Where to Start With Jazz on Vinyl

Jazz was made for vinyl. More than any other genre, it benefits from the warmth, dynamic range, and analogue continuity that a well-pressed record provides. The recordings — particularly from the 1950s and 1960s — were made with microphone placement and studio acoustics designed for the format. Playing them back on vinyl isn't nostalgia; it's the correct medium.

The difficulty for new collectors is the sheer breadth of the catalogue, and the confusing landscape of pressings, reissues, and bootlegs. This guide cuts through that.

Blue Note Essentials

Blue Note Records produced some of the finest jazz recordings ever made, and their original pressings — the "original deep groove" editions from the late 1950s and early 1960s — are among the most coveted records in any collector's market.

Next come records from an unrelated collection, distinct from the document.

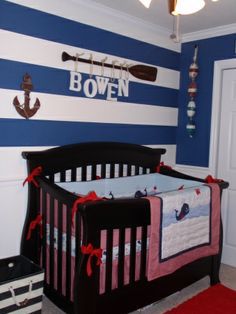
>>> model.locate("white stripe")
[145,144,176,167]
[0,288,43,312]
[0,273,44,293]
[8,0,181,52]
[0,30,179,89]
[0,89,178,126]
[6,302,42,314]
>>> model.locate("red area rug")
[165,284,236,314]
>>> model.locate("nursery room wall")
[0,0,180,257]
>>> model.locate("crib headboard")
[22,142,166,182]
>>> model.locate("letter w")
[96,76,109,95]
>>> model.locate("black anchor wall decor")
[13,73,40,119]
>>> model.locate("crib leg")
[210,220,223,286]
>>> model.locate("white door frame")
[209,59,236,177]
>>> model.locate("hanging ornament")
[187,100,196,118]
[186,45,199,137]
[188,81,197,98]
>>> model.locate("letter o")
[84,79,98,98]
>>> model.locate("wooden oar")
[61,51,157,82]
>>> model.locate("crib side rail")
[74,199,150,314]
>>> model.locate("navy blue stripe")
[0,119,176,146]
[0,1,180,70]
[0,59,178,107]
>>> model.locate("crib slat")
[91,165,97,180]
[129,227,137,283]
[110,164,115,178]
[118,228,125,288]
[127,165,132,177]
[75,212,81,265]
[81,166,87,181]
[71,168,76,182]
[57,202,63,294]
[41,189,48,284]
[48,195,55,288]
[60,171,66,182]
[105,229,113,292]
[140,226,147,280]
[66,204,71,298]
[101,164,106,178]
[119,164,124,177]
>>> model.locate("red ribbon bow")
[26,214,43,240]
[23,166,43,188]
[81,243,102,277]
[156,161,172,173]
[72,191,103,224]
[205,175,223,183]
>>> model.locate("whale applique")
[134,189,147,198]
[175,203,189,220]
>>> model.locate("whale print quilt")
[147,184,220,280]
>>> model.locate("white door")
[217,69,236,267]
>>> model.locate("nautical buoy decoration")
[186,45,199,137]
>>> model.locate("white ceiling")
[86,0,236,34]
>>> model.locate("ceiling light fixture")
[169,0,205,15]
[139,0,152,8]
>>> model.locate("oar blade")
[129,64,157,82]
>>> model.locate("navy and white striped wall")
[0,1,179,146]
[0,0,180,258]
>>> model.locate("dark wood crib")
[21,142,228,314]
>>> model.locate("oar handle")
[61,51,157,82]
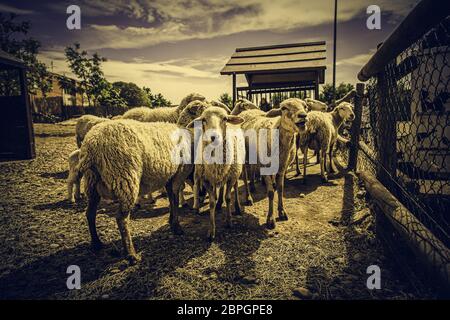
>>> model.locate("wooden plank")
[227,51,326,65]
[357,172,450,290]
[231,45,326,58]
[348,83,364,170]
[220,59,326,74]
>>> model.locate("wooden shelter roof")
[220,41,326,75]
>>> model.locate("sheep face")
[177,100,209,127]
[334,102,355,122]
[266,98,308,132]
[231,99,259,115]
[188,107,244,144]
[179,92,206,109]
[209,100,231,114]
[305,98,328,112]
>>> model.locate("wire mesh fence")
[357,17,450,247]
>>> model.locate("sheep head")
[305,98,328,112]
[178,92,206,111]
[187,107,244,143]
[209,100,231,114]
[266,98,308,132]
[231,99,259,115]
[177,100,209,127]
[333,102,355,122]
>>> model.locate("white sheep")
[67,149,81,202]
[188,107,245,240]
[75,114,110,148]
[208,100,231,114]
[122,93,205,123]
[79,120,193,264]
[231,99,259,116]
[299,102,355,182]
[241,98,307,228]
[305,98,328,112]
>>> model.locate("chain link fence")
[358,17,450,246]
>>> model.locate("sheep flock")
[67,93,354,264]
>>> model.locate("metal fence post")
[348,83,364,170]
[371,60,397,192]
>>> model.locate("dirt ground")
[0,123,433,299]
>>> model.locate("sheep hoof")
[207,231,216,242]
[278,210,289,221]
[171,223,184,236]
[91,241,105,252]
[127,253,142,266]
[266,218,275,229]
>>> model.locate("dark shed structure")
[0,50,36,161]
[220,41,326,107]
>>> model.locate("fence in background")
[348,0,450,288]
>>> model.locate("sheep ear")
[266,108,281,118]
[186,118,202,128]
[227,115,244,124]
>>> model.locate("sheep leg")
[166,182,183,235]
[303,144,308,183]
[264,176,275,229]
[320,149,328,182]
[328,144,336,173]
[86,187,103,251]
[250,170,256,193]
[216,186,225,211]
[243,165,253,206]
[225,183,234,228]
[208,186,216,241]
[67,168,80,203]
[314,149,320,164]
[276,172,288,221]
[295,147,301,176]
[234,181,243,216]
[116,209,141,265]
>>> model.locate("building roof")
[0,49,26,68]
[220,41,326,75]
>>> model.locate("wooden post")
[19,68,36,159]
[357,172,450,292]
[232,73,236,109]
[348,83,364,170]
[371,61,397,192]
[314,71,320,100]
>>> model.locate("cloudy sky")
[0,0,419,103]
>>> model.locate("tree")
[319,82,355,105]
[152,93,172,107]
[142,87,172,108]
[0,13,51,96]
[113,81,151,107]
[64,43,91,105]
[87,53,111,106]
[219,92,233,108]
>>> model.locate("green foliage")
[219,92,233,108]
[319,82,355,105]
[98,82,127,110]
[142,87,172,108]
[113,81,151,108]
[0,13,52,97]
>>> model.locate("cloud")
[70,0,417,49]
[0,3,35,14]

Art Blakey and the Jazz Messengers — Moanin' (1958)

The definitive hard bop record. Bobby Timmons's piano intro on the title track is an instant classic. Find an original Blue Note pressing (BLP 4003) if you can; otherwise the Music Matters 180g reissue sounds superb.

Hank Mobley — Soul Station (1960)

The most underrated record in the Blue Note catalogue. Mobley's tenor saxophone has a round, warm quality that vinyl reproduces beautifully. Blue Note BLP 4031.

Lee Morgan — The Sidewinder (1964)

More accessible than many Blue Note records, with a Latin-influenced groove that makes it an easy entry point. The original Blue Note pressing is the one to have; copies surface regularly at record fairs for £40–100.

Columbia Classics

Miles Davis — Kind of Blue (1959)

See our full guide. The essential jazz record on vinyl.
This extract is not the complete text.